Winter is approaching fast, and for many young drivers this means their first experience dealing with cold weather road conditions. You probably don't give a lot of thought to winter driving preparations or driving through snow, freezing rain, and ice, but what seems like common sense to you is all new to your teen. So, check out these tips to ensure your teen is prepared for his first winter behind the wheel.

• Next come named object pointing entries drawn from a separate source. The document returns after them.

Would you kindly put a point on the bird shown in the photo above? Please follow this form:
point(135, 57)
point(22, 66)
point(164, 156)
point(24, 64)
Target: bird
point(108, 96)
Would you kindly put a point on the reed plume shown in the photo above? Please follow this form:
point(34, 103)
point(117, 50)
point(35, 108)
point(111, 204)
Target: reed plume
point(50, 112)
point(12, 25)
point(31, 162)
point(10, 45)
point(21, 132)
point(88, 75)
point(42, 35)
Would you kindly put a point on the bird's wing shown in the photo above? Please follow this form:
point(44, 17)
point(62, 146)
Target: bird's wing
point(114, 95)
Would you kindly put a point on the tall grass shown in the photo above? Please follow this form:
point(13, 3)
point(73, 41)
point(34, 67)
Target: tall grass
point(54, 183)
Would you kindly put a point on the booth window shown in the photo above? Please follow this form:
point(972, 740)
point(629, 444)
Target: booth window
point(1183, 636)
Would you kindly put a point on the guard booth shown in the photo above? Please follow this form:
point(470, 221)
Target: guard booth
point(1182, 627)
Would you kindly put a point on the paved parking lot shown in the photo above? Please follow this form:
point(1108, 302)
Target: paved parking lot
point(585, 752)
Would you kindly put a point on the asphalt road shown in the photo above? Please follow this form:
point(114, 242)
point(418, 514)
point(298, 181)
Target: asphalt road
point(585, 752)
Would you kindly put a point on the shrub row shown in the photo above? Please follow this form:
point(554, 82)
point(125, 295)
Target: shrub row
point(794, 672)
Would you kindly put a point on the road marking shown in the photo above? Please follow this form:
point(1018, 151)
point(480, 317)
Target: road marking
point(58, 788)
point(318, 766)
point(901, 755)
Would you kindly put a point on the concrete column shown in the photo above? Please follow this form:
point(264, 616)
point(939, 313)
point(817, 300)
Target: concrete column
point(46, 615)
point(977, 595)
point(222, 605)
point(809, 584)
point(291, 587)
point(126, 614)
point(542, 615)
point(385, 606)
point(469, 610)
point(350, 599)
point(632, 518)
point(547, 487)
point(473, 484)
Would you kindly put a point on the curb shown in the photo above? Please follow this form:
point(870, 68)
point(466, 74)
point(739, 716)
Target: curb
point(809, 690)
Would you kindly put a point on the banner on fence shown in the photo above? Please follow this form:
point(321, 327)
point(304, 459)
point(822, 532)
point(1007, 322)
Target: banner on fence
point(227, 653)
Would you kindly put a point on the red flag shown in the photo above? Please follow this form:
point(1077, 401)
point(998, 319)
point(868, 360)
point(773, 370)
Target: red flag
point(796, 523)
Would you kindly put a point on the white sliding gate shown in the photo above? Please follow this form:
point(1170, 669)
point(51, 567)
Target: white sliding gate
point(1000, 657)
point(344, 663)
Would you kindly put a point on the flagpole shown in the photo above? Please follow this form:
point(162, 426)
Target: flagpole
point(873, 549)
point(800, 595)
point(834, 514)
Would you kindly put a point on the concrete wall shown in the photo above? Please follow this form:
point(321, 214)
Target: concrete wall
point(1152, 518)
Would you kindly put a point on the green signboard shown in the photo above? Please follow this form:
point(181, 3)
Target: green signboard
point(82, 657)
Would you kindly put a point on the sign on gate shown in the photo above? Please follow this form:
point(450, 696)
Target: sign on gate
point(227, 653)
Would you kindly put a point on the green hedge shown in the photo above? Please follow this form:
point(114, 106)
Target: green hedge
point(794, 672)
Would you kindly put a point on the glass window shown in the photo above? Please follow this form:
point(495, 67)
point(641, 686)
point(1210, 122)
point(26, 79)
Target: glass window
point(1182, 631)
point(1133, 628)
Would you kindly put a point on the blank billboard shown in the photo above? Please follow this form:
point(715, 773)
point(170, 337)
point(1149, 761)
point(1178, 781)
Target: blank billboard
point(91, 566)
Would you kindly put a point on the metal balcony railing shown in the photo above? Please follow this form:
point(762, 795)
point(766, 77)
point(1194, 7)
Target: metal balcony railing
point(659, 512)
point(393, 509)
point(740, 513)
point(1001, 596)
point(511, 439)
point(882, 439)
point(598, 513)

Verify Your Auto Insurance Coverage

Accidents happen more frequently in inclement weather conditions, so it's important to make sure your teen's auto insurance policy provides adequate coverage through a company like The Flechsig Insurance Agency Inc. If you don't already have it, you might consider adding uninsured motorist coverage to the liability portion of your policy for the winter. This way, your teen's car gets repaired if an uninsured driver slides into him. Other coverage limits you should check include:

  • Bodily Injury
  • Property Damage
  • Comprehensive
  • Collision

Make sure that your teen carries limits high enough to cover damage caused to other driver, and consider lowering the deductible for your comprehensive and collision coverage. This way, if your teen is involved in an accident, your out-of-pocket expense is lower.

Hit the Brakes

Before your teen sets out for his first solo winter drive, take some time to teach him how to brake in icy or snowy conditions. According to AAA, the best way to apply the brakes when you're driving in icy conditions is threshold braking—applying firm, steady pressure to the brake pedal. Your teen can practice threshold braking by resting his foot on the floor and pressing the brake with the ball of his foot. He needs to make sure that he's applying consistent, slow pressure to bring the car to a slow stop.

Get Unstuck

Unless you want to drive to your teen's location to dig out the car when he gets stuck, teach him how to get his car out of a snow pile. Make sure he knows not to spin the tires—this could cause damage or overheat the tires. Instead, have him keep a bag of sand or an asphalt shingle in his car. Show him how to place it underneath the tires so that the tires can gain enough traction to pull the car out of the snow.

Prepare an Emergency Survival Kit

Even though you don't want your teen to have any issues driving during the winter, you need to make sure he's prepared in a case a problem arises. Pack an emergency survival kit and put it in the trunk of his car. Include:

  • Flashlight
  • Spare tire
  • Ice scraper
  • Window deicer
  • Flares
  • Blanket
  • Small shovel
  • Jumper cables
  • Cell phone car charger

After you prepare the emergency survival kit, take some time to show your teen how to use the jumper cables and flares. Also, if he'll be driving long distances include some nonperishable snacks, water bottles, and extra clothes in his survival kit.

The fact is, you can't force your teen to hibernate through the winter. So, take some time to teach him how to handle the winter weather and make sure he's prepared for the season.